Creating Rusalka, Opera-To-Go's Production Opens Sat

I wrote this about my most recent set design for Dvorak's Rusalka.  The show opens this Saturday and runs for two weekends.  Find out more info about tickets and such at operatogo.net and please come out and see the show!!

Rusalka's scale model was created using chipboard, foamcore, fabric and wire.
“So it’s a Czech fairy tale, with a lake onstage, three acts, two scene changes, oh, also there will be puppets.”
And with those words from William Todd Hunt, artistic director of Opera To Go, I was signed up for the set design of their latest operatic feat, “Rusalka,” which opens this Saturday evening at Thunder Mountain High School.
Dvorak’s “Rusalka” toys with the same plotline as Hans Christian Anderson’s “The Little Mermaid,” so immediately my mind fluttered to dancing crab puppets, sparkly tridents in pools of water onstage and nasty purple witches leaking ink everywhere. Whoops, too many cartoons as research for me. But just like every craft project I tackle, when creating this set design I had a few basic tricks up my sleeve to keep me steered in the right direction (and away from dancing crabs).

Begin with a Concept
Besides a forest and lake onstage visually, the score for “Rusalka” resonates with magic and mournful moments of lost love and love forsaken. How do you make a lake mournful or trees forsaken? Well if you are director Emily Smith, you breathe life directly into them through otherworldy puppets. Puppets in an opera? Well, you know what comes with great risk . . . so, (spoiler alert) there are puppets in our production to create a world where trees dance (I knew something would dance!) and water is alive, literally. But still, how to make that lake onstage?

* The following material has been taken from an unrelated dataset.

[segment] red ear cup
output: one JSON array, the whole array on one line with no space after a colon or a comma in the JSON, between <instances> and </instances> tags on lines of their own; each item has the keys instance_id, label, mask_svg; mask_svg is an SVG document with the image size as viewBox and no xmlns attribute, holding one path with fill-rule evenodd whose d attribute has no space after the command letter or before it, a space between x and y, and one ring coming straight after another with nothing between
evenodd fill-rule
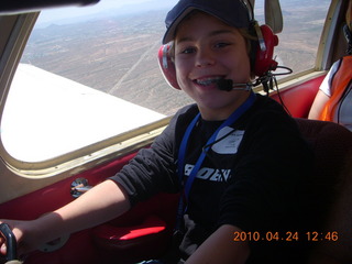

Research (aka beg and borrow, just don’t steal)
With any new craft it never hurts to peek at others’ work. Heck, thumbing through the Artists Gallery or Public Market can often get my creative juices rolling enough to strike gold. But gold would not be found in “The Little Mermaid” (as I do not have a budget for gold tridents), nor in real water onstage (Perseverance Theatre already rocked that), so instead we took to the Czech roots of Dvorak’s story to give both the costumes and scenery rich visual research to sift through like intricate fabrics, slatted wood huts, witches and nymphs. But still, what about that lake?

Create a prototype
As crafters, we know how to make a pattern for a hat or scarf -- first you start with a process of guesses and trial and error. But how many times can you fill a pool with water onstage and chalk it up to “trial and error” if it goes wrong. Not a good plan. So instead we take a page from our architect friends by creating a miniature model to exact scale (just like they do for a new building). Except of course we use cardboard, foamcore, illustration board, metal, wood and whatever is lying about the craft room. This is the stage when playing really begins. Like, what about a vertical lake made of fabric? Risky perhaps, or maybe just the right kind of risky for an opera with puppets?